This study modeled the best performing models, integrating biochemical data with clinical and ultrasound information to predict a composite outcome of intra-amniotic infection and/or spontaneous delivery within 7 days.
From 2015 to 2020, data from a cohort of women, who underwent amniocentesis to rule in or rule out intra-amniotic infection or inflammation, admitted with a diagnosis of preterm labor at <34 weeks of gestation at the Hospital Clinic and Hospital Sant Joan de Déu, Barcelona, Spain, were used. At admission, transvaginal ultrasound was performed, and maternal blood and vaginal samples were collected. Using high-dimensional biology, vaginal proteins (using multiplex immunoassay), amino acids (using high-performance liquid chromatography), and bacteria (using 16S ribosomal RNA gene amplicon sequencing) were explored to predict the composite outcome. We selected ultrasound, maternal blood, and vaginal predictors that could be tested with rapid diagnostic techniques and developed prediction models employing machine learning that was applied in a validation cohort.
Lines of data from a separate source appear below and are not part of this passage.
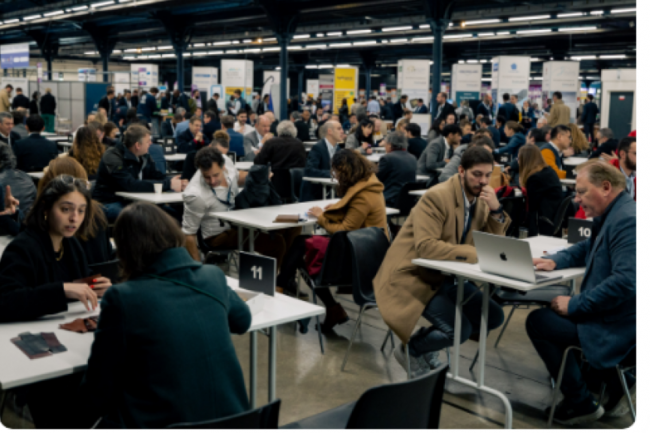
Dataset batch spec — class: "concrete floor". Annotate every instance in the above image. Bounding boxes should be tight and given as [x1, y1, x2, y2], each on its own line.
[2, 278, 632, 429]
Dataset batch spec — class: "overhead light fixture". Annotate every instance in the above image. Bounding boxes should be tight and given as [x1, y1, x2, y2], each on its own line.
[508, 15, 551, 22]
[461, 18, 501, 27]
[609, 8, 636, 15]
[557, 12, 585, 18]
[517, 29, 553, 35]
[345, 29, 372, 35]
[381, 26, 413, 32]
[43, 11, 65, 17]
[90, 0, 115, 9]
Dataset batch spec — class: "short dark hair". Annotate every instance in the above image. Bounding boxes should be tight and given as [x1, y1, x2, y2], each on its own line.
[618, 137, 636, 156]
[194, 146, 225, 170]
[124, 124, 151, 149]
[442, 123, 463, 137]
[551, 125, 571, 140]
[113, 201, 185, 280]
[404, 123, 422, 138]
[467, 135, 494, 150]
[460, 146, 494, 170]
[27, 114, 45, 132]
A cohort of 288 women with preterm labor at <34 weeks of gestation, of which 103 (35%) had a composite outcome of intra-amniotic infection and/or spontaneous delivery within 7 days, were included in this study. The sample was divided into derivation (n=116) and validation (n=172) cohorts. Of note, 4 prediction models were proposed, including ultrasound transvaginal cervical length, maternal C-reactive protein, vaginal interleukin 6 (using an automated immunoanalyzer), vaginal pH (using a pH meter), vaginal lactic acid (using a reflectometer), and vaginal Lactobacillus genus (using quantitative polymerase chain reaction), with areas under the receiving operating characteristic curve ranging from 82.2% (95% confidence interval, ±3.1%) to 85.2% (95% confidence interval, ±3.1%), sensitivities ranging from 76.1% to 85.9%, and specificities ranging from 75.2% to 85.1%.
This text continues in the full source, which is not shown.